The Apprentice: Eğer Frankenstein Bir Avukat Olsaydı…
Yönetmen koltuğunda Ali Abbasi’nin oturduğu ve başrollerde Sebastian Stan, Jeremy Strong ve Maria Bakalova’yı izlediğimiz The Apprentice, bu yılın en tartışmalı filmlerinden biri. Cannes Film Festivali’nde ilk gösterimini yapan film, öngörülebilir sebeplerden dolayı Amerika’da bir ev sahibi stüdyo ve dağıtıcı bulmakta uzun süre zorlandı. Ancak, resmen “geç olsun, tam isabet olsun” der gibi, Amerika seçimleri arifesinde Briarcliff Entertainment adlı bir stüdyo bu filme sahip çıktı. Ülkemiz izleyicileriyle ise ilk kez Filmekimi‘nde buluşan filmde, eski Amerika Başkanı Donald Trump’ın emlak piyasasında yükselerek yoktan var olma, zamanla da yozlaşma ve ahlaki çöküş hikâyesine tanıklık ediyoruz.

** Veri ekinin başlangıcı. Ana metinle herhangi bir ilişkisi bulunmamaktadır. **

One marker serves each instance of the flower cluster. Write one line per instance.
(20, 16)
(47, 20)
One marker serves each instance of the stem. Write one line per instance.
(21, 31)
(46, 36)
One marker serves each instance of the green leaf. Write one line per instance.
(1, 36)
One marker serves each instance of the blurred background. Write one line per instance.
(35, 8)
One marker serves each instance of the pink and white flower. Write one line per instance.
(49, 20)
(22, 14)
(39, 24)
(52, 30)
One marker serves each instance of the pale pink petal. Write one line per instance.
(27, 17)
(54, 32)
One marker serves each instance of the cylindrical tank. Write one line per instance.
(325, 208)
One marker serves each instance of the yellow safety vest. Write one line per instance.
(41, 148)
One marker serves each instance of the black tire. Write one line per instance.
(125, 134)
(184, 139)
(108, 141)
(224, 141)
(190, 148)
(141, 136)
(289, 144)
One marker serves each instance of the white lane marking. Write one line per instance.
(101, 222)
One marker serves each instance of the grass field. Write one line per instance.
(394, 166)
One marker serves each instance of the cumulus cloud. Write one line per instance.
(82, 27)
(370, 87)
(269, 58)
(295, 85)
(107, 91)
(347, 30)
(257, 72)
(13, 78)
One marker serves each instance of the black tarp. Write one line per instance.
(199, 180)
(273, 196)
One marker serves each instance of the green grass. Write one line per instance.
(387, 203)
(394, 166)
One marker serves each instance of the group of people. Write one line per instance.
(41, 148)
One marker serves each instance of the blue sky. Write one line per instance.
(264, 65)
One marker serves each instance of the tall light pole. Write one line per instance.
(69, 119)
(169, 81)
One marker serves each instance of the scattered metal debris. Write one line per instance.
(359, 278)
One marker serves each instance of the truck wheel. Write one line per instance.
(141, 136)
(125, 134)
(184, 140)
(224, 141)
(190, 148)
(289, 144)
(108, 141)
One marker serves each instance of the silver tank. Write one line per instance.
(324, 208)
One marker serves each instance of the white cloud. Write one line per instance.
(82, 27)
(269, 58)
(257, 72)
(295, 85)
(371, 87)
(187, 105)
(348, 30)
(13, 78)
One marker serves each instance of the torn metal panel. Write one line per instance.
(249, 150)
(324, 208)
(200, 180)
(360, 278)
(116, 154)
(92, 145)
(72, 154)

Film, yetmişli yıllarda genç Donald Trump’ın (Sebastian Stan), New York’un yüksek statülü insanlarının vakit geçirdiği bir kulüpte bağlantılar kurmaya çalıştığı bir randevuda başlıyor ve o akşam tanıştığı ünlü ve başarılı avukat Roy Cohn (Jeremy Strong), Trump’ın toplumsal konumunu yükseltmesi için gerekli basamak oluyor. Cohn’un tüm Amerika’da, özellikle de New York’ta kaybetmemekle ün salmış bir avukat olması, babasının mülkü üzerinde süren davayı devralması için Trump’ın karşısına altın değerinde bir fırsat olarak çıkıyor. Daha sonra ikilinin arasındaki iletişim bir mentor-öğrenci ilişkisine dönüşüyor ve Roy Cohn, kazanmanın bir koşul olarak beraberinde getirdiği karanlık dünyanın içine çekiyor “Donnie”yi. Bu kötü şöhretli avukat, bir insanın kazanmak istediği sürece herkese her şeyi yapabileceğini ve yapması gerektiğini savunuyor. Kendisi tehdit, şantaj, iftira, gözdağı verme gibi yöntemleri kullanmaktan hiç çekinmiyor. Amacı, ne olursa olsun müvekkillerinin çıkarlarını korumak. Bu nedenle etik kuralları çoğu zaman hiçe sayan avukat, güç ve korkuyla adeta New York’a hükmediyor. En önemli müvekkilinin Amerika olduğunu söyleyen Cohn, ne yapıyorsa Amerika’nın iyiliği ve çıkarları için yaptığının bilinmesini istiyor. Roy Cohn, adeta Trump’ın sonradan kendisine adapte ederek “yeni” kişiliğinin temel taşları haline getireceği üç kural çerçevesinde hayatını şekillendiriyor: 1. Saldır, saldır, saldır. 2. Asla bir şey itiraf etme, suçlamaları reddet. 3. Asla yenilgiyi kabullenme.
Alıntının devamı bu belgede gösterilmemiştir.